During the summit, which focused on the Palestinian cause, participating countries declared their intention to ‘consult, cooperate and work together in unity’ for the good of the Arab World. They also stressed the:

"Importance of utilizing all means possible to assist Arab peoples who were still under foreign rule to gain their independence and attain their nationalist aspirations to become active members of the League and United Nations."

Since the League's establishment in 1945 and up until 2016, Arab leaders have held a total of 39 summits, of which 27 were ordinary, nine were emergency (or extraordinary) and three were economic. Three of these summits were held in the Hashemite Kingdom of Jordan: The 11th Ordinary Summit in 1980, the 4th Extraordinary Summit in 1987 and the 13th Ordinary Summit in 2001.

In 2000, participants at the Extraordinary Arab Summit, which was hosted by Egypt, agreed to hold the Arab League Council at the Summit Level in an ordinary session in March of every year. This decision was first implemented at the Amman Summit in 2001, which took place on the 26th anniversary of the League's establishment.

The Hashemite Kingdom of Jordan is, once again, hosting Arab leaders at the 28th Ordinary Session and its preparatory meetings, embodying the Kingdom's constructive role in promoting joint Arab action.

== The Summit Venue ==

=== The Dead Sea Area ===
To the west of the Jordanian capital of Amman lies the Dead Sea: A rare, natural phenomenon famed for its high salinity and known as the lowest point on earth.

A few minutes’ drive from the Dead Sea to the east of the Jordan River lies the baptism site of Jesus Christ, which the Vatican has named an international destination for Christian pilgrimage. Moreover, to the east of the Dead Sea stands Mount Nebo, overlooking Israel, the occupied Palestinian territories, Southern Lebanon, Syria, and Egypt's Sinai.

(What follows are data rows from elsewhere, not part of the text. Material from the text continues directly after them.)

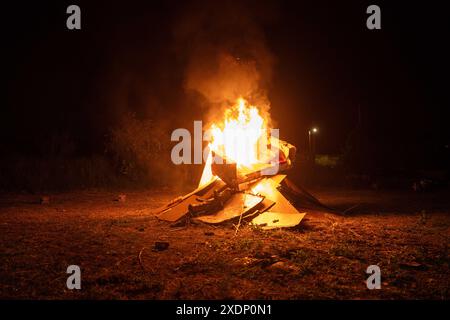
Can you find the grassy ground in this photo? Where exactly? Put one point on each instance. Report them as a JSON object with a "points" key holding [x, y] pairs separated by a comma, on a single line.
{"points": [[326, 257]]}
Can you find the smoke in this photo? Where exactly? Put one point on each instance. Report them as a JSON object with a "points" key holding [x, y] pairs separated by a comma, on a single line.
{"points": [[226, 53]]}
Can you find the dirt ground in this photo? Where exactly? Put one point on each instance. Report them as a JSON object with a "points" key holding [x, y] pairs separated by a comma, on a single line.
{"points": [[405, 234]]}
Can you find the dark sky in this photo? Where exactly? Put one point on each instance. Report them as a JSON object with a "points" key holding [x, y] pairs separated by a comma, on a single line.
{"points": [[328, 68]]}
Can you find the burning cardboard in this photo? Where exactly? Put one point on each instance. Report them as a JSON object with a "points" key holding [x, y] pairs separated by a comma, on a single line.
{"points": [[241, 178]]}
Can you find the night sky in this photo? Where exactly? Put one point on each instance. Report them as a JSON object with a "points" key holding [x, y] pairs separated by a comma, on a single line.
{"points": [[388, 86]]}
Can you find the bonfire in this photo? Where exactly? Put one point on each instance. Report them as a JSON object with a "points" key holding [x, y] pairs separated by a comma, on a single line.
{"points": [[244, 177]]}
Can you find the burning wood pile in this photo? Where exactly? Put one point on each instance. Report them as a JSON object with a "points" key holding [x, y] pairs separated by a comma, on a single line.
{"points": [[243, 179]]}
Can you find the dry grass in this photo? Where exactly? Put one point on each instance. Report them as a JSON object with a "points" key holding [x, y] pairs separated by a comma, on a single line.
{"points": [[325, 258]]}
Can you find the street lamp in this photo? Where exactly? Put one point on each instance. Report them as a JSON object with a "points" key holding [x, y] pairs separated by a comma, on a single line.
{"points": [[312, 145]]}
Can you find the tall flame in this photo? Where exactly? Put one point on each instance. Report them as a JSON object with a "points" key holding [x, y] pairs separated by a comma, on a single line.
{"points": [[240, 134], [240, 138]]}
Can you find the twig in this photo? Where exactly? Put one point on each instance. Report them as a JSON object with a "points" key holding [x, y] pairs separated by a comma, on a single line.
{"points": [[351, 208], [140, 259], [240, 217]]}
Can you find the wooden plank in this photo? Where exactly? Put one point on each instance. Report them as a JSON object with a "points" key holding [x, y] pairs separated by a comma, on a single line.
{"points": [[240, 203], [178, 211]]}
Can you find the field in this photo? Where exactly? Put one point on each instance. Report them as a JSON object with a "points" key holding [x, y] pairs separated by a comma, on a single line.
{"points": [[325, 257]]}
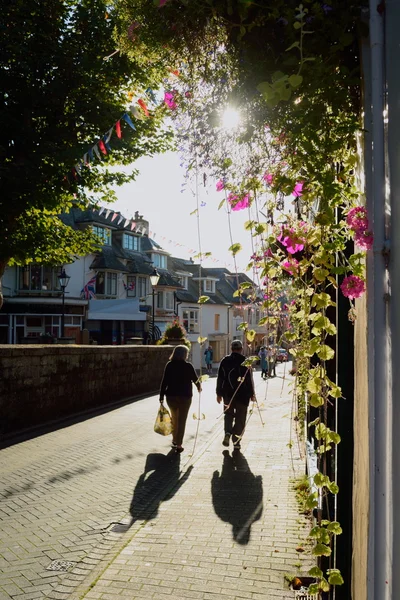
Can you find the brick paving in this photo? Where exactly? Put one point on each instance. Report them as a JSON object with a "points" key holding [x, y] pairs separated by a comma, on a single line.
{"points": [[133, 521]]}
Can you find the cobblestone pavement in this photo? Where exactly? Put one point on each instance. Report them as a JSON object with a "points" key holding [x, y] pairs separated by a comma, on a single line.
{"points": [[106, 500]]}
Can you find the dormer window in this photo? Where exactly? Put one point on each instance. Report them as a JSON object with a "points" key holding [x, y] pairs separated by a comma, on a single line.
{"points": [[159, 260], [209, 286], [131, 242], [103, 233]]}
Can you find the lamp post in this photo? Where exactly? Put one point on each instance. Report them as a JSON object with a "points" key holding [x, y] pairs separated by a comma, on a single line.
{"points": [[154, 277], [63, 278]]}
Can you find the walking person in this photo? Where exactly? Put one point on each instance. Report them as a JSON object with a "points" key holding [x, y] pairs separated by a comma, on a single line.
{"points": [[235, 388], [209, 353], [176, 386], [263, 362]]}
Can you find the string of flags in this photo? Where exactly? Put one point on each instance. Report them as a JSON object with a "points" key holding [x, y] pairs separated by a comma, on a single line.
{"points": [[138, 111]]}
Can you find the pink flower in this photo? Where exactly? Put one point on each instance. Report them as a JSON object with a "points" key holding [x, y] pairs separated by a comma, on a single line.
{"points": [[298, 189], [352, 287], [357, 218], [239, 203], [364, 239], [268, 178], [169, 99], [291, 266]]}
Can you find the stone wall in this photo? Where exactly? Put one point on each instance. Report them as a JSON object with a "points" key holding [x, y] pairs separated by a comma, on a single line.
{"points": [[44, 383]]}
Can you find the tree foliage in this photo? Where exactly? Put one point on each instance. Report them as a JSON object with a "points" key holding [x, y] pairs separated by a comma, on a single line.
{"points": [[58, 96]]}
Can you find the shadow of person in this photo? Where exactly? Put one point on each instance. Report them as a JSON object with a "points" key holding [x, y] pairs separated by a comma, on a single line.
{"points": [[237, 495], [160, 480]]}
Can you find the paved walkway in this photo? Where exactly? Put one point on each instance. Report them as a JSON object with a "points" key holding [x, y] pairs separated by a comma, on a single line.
{"points": [[107, 500]]}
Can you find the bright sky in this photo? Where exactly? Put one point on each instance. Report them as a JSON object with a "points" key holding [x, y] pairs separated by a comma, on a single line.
{"points": [[157, 195]]}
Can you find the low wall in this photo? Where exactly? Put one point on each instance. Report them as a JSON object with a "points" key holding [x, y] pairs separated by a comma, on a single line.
{"points": [[44, 383]]}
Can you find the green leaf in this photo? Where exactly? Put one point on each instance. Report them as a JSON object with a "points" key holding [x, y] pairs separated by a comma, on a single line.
{"points": [[235, 248], [295, 80], [321, 550], [335, 577], [325, 352]]}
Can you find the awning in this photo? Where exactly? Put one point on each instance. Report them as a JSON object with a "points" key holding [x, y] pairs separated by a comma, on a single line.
{"points": [[118, 310]]}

=== King Hussein bin Talal Convention Centre at the Dead Sea ===
The Dead Sea area is home to a number of international hotels, resorts, tourist stops, therapeutic facilities, and conferences. At the heart of the area, among numerous five-star hotels, lies the King Hussein Bin Talal Convention Centre, which has become a destination for conference tourism and has been selected to host the Arab League Council at the Summit Level (the 28th Ordinary Session).

Established in 2004, the Centre's architectural style combines Islamic and modern architecture, with its stones and walls reflecting Jordan's environment in color and design. The three-storey center includes 27 halls of varying designs and sizes, equipped with the facilities and utilities required to hold conferences, making it an ideal location to host major events and conferences for the World Economic Forum, International Monetary Fund, United Nations and Arab League Summit.

== Amman Summit social media platforms ==
The Media Committee of the Arab Summit 2017 launched its official social media platforms on Facebook, Twitter and YouTube under the handle @ArabSummit2017. Launched for the first time as an interactive tool for Arab summits, these platforms aim to expand outreach to journalists and followers of the news and preparatory meetings of the Amman Summit, scheduled to take place between 23 and 29 March 2017.

These platforms seek to engage Arab youth – who comprise the largest segment in Arab societies – and allow them to weigh in on current Arab issues.